Nick Petree

Biographical details
- Born: July 16, 1990 (age 35) Sedalia, Missouri, U.S.

Playing career
- 2011–2013: Missouri State
- 2013: State College Spikes
- 2014: Peoria Chiefs
- 2014–2015: Palm Beach Cardinals
- 2014–2015: Springfield Cardinals
- Position: Pitcher

Coaching career (HC unless noted)
- 2017–2018: State Fair C. C. (Asst)

Accomplishments and honors

Awards
- First Team All-American (2012);

= Nick Petree =

American baseball player and coach

Nick Scott Petree (born July 16, 1990) is an American former professional baseball pitcher, who last pitched in Minor League Baseball for the St. Louis Cardinals organization. Petree played college baseball for the Missouri State Bears, earning All-American honors in three seasons.

==College career==
Petree enrolled at Missouri State University to play college baseball for the Missouri State Bears. After sitting out his freshman year recovering from Tommy John surgery, Petree returned for the 2011 season, going 9-2 with a 2.81 earned run average (ERA), earning Freshman All-American and Missouri Valley Conference Freshman of the Year honors.

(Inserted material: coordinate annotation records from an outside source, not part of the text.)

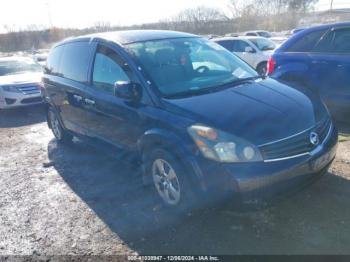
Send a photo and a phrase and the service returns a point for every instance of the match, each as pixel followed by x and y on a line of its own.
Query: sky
pixel 19 14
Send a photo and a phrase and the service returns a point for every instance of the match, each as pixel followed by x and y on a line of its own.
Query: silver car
pixel 20 79
pixel 253 50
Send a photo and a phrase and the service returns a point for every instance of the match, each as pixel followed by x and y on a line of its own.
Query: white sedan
pixel 253 50
pixel 19 82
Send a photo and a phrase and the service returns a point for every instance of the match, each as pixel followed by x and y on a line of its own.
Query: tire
pixel 262 69
pixel 58 131
pixel 172 186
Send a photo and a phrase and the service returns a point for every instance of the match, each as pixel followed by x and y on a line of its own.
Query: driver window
pixel 108 69
pixel 240 46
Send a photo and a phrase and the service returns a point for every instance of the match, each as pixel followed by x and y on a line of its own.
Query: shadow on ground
pixel 22 116
pixel 314 221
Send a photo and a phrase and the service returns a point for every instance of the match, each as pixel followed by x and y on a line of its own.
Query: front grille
pixel 29 89
pixel 297 144
pixel 32 100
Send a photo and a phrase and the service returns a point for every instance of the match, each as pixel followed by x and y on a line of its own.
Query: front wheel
pixel 60 134
pixel 170 180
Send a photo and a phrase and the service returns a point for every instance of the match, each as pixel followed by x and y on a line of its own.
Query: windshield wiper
pixel 212 89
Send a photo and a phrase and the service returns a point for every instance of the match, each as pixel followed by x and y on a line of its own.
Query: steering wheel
pixel 202 69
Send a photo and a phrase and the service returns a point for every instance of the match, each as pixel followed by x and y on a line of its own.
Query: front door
pixel 112 118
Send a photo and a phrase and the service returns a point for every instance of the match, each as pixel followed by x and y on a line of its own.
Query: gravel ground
pixel 59 200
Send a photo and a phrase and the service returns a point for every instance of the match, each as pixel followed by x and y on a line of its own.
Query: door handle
pixel 78 98
pixel 89 101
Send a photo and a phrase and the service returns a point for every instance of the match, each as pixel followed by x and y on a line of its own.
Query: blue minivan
pixel 202 121
pixel 319 59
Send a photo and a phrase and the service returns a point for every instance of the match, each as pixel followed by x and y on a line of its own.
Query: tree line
pixel 241 15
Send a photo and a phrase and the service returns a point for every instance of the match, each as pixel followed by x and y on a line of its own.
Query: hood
pixel 258 111
pixel 20 78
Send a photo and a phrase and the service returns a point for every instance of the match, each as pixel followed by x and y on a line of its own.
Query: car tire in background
pixel 170 180
pixel 58 131
pixel 262 69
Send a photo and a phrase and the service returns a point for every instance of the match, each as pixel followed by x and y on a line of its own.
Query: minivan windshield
pixel 188 66
pixel 12 67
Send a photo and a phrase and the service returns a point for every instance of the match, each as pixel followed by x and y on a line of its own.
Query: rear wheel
pixel 60 134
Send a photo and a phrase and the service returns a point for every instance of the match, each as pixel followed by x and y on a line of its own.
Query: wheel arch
pixel 176 145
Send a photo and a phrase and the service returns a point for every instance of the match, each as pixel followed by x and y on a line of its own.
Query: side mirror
pixel 249 49
pixel 128 90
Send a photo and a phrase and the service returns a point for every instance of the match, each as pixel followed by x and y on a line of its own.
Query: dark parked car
pixel 201 119
pixel 318 58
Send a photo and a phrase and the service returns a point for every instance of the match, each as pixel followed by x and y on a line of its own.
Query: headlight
pixel 223 147
pixel 10 89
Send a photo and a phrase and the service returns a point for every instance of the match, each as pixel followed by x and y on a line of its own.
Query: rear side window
pixel 53 61
pixel 109 68
pixel 239 46
pixel 75 61
pixel 307 42
pixel 337 41
pixel 341 42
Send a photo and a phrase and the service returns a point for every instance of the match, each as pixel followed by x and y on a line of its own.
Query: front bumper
pixel 11 99
pixel 262 179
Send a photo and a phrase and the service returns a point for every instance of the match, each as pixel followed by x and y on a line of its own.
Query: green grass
pixel 344 137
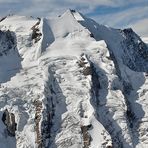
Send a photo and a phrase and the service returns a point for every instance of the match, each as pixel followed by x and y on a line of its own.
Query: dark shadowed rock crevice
pixel 8 119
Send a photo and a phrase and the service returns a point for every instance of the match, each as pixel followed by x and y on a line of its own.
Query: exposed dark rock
pixel 86 136
pixel 9 120
pixel 87 71
pixel 36 34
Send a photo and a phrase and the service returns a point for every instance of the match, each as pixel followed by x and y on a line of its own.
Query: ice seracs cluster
pixel 69 82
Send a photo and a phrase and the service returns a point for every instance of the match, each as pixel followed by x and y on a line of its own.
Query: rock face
pixel 9 120
pixel 69 82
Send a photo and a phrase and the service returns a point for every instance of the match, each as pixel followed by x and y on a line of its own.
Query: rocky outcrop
pixel 9 121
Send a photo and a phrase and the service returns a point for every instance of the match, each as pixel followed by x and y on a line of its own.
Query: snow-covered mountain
pixel 70 82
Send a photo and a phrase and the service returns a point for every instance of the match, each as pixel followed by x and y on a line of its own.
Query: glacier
pixel 69 82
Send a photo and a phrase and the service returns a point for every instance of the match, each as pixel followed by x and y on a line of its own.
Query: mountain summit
pixel 70 82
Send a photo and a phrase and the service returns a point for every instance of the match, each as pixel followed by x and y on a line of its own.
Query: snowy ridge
pixel 69 82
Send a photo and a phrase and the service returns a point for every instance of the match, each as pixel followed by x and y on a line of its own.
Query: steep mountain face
pixel 69 82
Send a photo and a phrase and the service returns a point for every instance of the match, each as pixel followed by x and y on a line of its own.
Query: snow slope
pixel 69 82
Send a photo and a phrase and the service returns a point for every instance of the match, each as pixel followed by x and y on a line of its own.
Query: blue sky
pixel 114 13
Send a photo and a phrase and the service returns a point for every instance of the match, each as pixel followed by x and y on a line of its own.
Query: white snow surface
pixel 49 71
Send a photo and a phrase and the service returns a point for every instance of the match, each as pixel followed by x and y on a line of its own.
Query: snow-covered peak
pixel 70 82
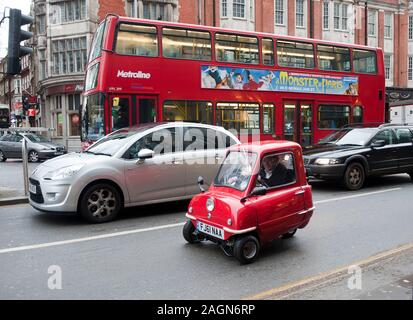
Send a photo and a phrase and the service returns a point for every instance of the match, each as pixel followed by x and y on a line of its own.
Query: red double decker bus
pixel 279 87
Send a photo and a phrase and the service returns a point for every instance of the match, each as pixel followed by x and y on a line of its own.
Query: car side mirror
pixel 258 191
pixel 201 183
pixel 145 154
pixel 378 144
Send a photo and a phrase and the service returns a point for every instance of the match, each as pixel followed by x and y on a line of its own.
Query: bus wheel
pixel 354 176
pixel 246 249
pixel 100 203
pixel 2 157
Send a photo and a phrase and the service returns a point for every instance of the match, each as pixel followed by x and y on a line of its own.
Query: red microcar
pixel 259 194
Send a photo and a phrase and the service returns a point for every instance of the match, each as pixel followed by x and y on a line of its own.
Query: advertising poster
pixel 214 77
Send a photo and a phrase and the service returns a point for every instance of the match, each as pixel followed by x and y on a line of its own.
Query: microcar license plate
pixel 212 231
pixel 32 188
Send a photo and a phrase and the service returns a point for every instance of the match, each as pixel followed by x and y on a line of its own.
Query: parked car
pixel 152 163
pixel 38 147
pixel 353 153
pixel 259 194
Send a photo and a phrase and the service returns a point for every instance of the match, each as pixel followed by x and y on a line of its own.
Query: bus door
pixel 298 122
pixel 145 111
pixel 120 111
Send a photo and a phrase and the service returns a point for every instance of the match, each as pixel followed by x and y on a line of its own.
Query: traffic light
pixel 16 35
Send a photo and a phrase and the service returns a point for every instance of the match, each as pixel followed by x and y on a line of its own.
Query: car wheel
pixel 354 176
pixel 246 249
pixel 33 156
pixel 289 234
pixel 2 157
pixel 100 203
pixel 188 232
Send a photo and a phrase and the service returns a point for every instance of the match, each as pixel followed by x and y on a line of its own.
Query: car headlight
pixel 65 172
pixel 210 204
pixel 326 161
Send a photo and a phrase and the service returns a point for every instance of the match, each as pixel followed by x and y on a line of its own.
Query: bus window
pixel 120 113
pixel 333 116
pixel 96 47
pixel 137 40
pixel 239 49
pixel 358 114
pixel 243 117
pixel 333 58
pixel 267 52
pixel 295 54
pixel 92 77
pixel 194 111
pixel 364 61
pixel 267 118
pixel 186 44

As a redshirt sophomore in 2012, Petree made his mark as one of the best pitchers in college baseball, going 10-4 with 1.01 ERA, the lowest ERA in college baseball. Petree was named the Collegiate Baseball Louisville Slugger National Player of the Year, the Missouri Valley Conference Pitcher of the Year and earned first-team All-American honors. Petree was also a finalist for the Dick Howser Trophy and the Golden Spikes Award. Petree went 10-4 with a 1.01 ERA in his redshirt junior (academic senior) season.

==Professional career==
In May 2013, Baseball America named Petree the #259 prospect for the 2013 Major League Baseball draft. He was selected in the ninth round by the St. Louis Cardinals. Petree played a shortened season for the State College Spikes. He was named the 2013 Spikes Pitcher of the Year. In 2014, Petree started the season playing for the Peoria Chiefs of the Class A Midwest League. On May 4, he was then called up to the Palm Beach Cardinals of the Class A Florida State League. On September 1, Petree was called up to the Double-A Springfield Cardinals of the Texas League.

Petree was the opening day starter for Springfield in 2015, pitching for both Springfield and Palm Beach during the season. Following the season, an MRI revealed additional damage in Petree's throwing elbow, which would necessitate additional surgery. On March 1, 2016, Petree retired from professional baseball. He compiled a 17-14 record with a 2.94 ERA over his minor league career.